Kebijakan ini dinilai terlalu pro terhadap pemilik modal besar, sedangkan efek yang ditimbulkan pada pedagang kecil kurang diperhitungkan. Demikian disampaikan Ketua Bidang Organisasi Badan Pengurus Pusat Himpunan Pengusaha Muda Indonesia (BPP HIPMI).

“Jika kita lihat kembali ke pokok permasalahan, Paket Kebijakan Ekonomi kan dibuat untuk mendorong penguatan ekonomi masyarakat, terutama masyarakat kelas bawah. Pendirian minimarket di Indonesia didominasi sistem waralaba. Sayangnya, perkembangan bisnis waralaba yang banyak dikuasai oleh pemodal besar justru menghasilkan persaingan yang kurang sehat bagi pedagang kecil,” kata Angga dalam siaran pers, Selasa (22/9).

Menurut Angga, persaingan antara pasar modern dan pasar tradisional memang semakin marak terjadi. Hasil survei AC Neilsen, pada tahun 2013 jumlah pasar rakyat di Indonesia terus mengalami penurunan.

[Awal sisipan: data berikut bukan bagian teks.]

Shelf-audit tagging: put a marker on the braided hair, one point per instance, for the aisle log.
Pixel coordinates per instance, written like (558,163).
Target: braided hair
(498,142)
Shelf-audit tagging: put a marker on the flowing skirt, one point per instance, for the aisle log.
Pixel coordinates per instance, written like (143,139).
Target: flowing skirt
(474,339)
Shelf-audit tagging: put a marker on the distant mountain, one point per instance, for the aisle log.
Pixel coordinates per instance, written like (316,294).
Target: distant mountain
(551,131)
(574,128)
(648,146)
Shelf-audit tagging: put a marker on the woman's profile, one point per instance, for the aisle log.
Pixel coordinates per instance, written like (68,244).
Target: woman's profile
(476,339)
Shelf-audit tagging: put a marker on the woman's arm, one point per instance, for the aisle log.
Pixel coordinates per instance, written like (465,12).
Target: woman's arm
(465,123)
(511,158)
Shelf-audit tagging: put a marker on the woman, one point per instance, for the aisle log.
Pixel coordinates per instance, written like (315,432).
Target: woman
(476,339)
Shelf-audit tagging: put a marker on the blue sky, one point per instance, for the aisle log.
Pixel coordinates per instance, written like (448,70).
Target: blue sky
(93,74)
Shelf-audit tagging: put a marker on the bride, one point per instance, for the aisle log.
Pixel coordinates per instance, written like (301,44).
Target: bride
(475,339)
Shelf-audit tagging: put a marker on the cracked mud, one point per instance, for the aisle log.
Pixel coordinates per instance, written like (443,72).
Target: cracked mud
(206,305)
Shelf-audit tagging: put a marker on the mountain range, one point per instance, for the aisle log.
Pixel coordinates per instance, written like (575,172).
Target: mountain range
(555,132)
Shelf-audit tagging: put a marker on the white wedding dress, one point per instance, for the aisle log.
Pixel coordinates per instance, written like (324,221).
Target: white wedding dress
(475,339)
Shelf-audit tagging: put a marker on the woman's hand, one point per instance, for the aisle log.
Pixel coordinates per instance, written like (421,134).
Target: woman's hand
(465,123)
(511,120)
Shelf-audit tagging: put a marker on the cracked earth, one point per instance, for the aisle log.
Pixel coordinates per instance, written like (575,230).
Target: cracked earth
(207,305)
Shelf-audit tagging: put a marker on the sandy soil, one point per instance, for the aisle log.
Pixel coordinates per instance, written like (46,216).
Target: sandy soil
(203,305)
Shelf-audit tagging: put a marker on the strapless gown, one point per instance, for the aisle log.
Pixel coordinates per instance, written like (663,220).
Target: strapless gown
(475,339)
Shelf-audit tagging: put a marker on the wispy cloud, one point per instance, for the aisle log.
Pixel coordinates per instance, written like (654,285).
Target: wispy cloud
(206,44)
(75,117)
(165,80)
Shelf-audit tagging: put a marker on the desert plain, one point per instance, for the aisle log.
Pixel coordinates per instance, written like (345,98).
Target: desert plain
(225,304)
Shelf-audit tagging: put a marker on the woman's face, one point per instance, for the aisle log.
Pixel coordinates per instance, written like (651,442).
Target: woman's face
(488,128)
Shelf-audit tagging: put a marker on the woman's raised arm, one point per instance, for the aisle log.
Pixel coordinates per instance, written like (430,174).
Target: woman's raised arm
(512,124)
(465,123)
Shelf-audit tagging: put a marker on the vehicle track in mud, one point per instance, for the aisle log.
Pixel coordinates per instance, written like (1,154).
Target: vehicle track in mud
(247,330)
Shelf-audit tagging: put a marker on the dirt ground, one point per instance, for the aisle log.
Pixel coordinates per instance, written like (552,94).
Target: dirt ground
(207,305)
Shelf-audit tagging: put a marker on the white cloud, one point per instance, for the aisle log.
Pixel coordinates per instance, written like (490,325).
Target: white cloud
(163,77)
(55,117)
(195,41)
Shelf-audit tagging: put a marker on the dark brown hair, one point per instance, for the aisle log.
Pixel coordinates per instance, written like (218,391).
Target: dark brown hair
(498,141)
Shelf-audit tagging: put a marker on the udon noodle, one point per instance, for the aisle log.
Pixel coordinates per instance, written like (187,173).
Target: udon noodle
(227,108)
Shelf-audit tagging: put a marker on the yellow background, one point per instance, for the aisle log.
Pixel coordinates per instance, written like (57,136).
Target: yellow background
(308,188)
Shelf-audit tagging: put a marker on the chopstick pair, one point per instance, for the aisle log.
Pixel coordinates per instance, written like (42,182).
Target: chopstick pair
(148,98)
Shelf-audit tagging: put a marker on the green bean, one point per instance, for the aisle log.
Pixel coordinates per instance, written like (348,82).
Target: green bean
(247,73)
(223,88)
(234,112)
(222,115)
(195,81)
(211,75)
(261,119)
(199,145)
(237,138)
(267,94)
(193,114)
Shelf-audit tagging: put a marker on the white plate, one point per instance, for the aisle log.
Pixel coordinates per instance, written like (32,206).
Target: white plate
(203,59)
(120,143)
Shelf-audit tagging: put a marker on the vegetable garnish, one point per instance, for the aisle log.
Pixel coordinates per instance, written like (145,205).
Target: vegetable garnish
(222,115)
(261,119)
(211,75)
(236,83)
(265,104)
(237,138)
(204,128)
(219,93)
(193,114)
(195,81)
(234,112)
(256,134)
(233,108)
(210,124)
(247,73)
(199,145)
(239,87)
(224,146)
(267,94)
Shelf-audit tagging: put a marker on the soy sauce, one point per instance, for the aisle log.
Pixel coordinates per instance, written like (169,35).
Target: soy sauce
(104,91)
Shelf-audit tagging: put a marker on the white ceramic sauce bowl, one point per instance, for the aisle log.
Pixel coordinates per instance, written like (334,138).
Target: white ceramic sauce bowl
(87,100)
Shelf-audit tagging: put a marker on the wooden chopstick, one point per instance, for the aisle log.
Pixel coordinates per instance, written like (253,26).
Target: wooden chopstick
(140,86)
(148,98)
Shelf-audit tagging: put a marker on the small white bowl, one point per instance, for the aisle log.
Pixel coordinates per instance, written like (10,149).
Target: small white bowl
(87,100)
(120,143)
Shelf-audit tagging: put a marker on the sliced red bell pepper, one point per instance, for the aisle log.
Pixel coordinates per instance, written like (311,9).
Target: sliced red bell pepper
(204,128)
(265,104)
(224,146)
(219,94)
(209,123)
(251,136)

“Pada tahun 2007 jumlahnya sekitar 13.550, menurun di tahun 2009 menjadi 13.450, hingga di tahun 2011 tinggal 9.950. Sedangkan untuk perbandingan antara pertumbuhan pasar rakyat dengan pasar modern adalah minus 8,1% dan 31,4%,” jelas Angga.

Berdasarkan data tahun 2011, sebanyak 12,5% penduduk Indonesia berprofesi sebagai pedagang pasar rakyat, atau setara dengan 30 juta jiwa. Jika kondisi tersebut terus dibiarkan, maka mata pencaharian rakyat kecil akan semakin berkurang.

Untuk itu, Angga menyarankan bahwa Pemerintah untuk mengkaji ulang rencana pelonggaran izin mendirikan minimarket tersebut.

“Di saat ekonomi sedang turun, yang rentan terkena dampak paling besar adalah kalangan masyarakat bawah,” tegas Angga.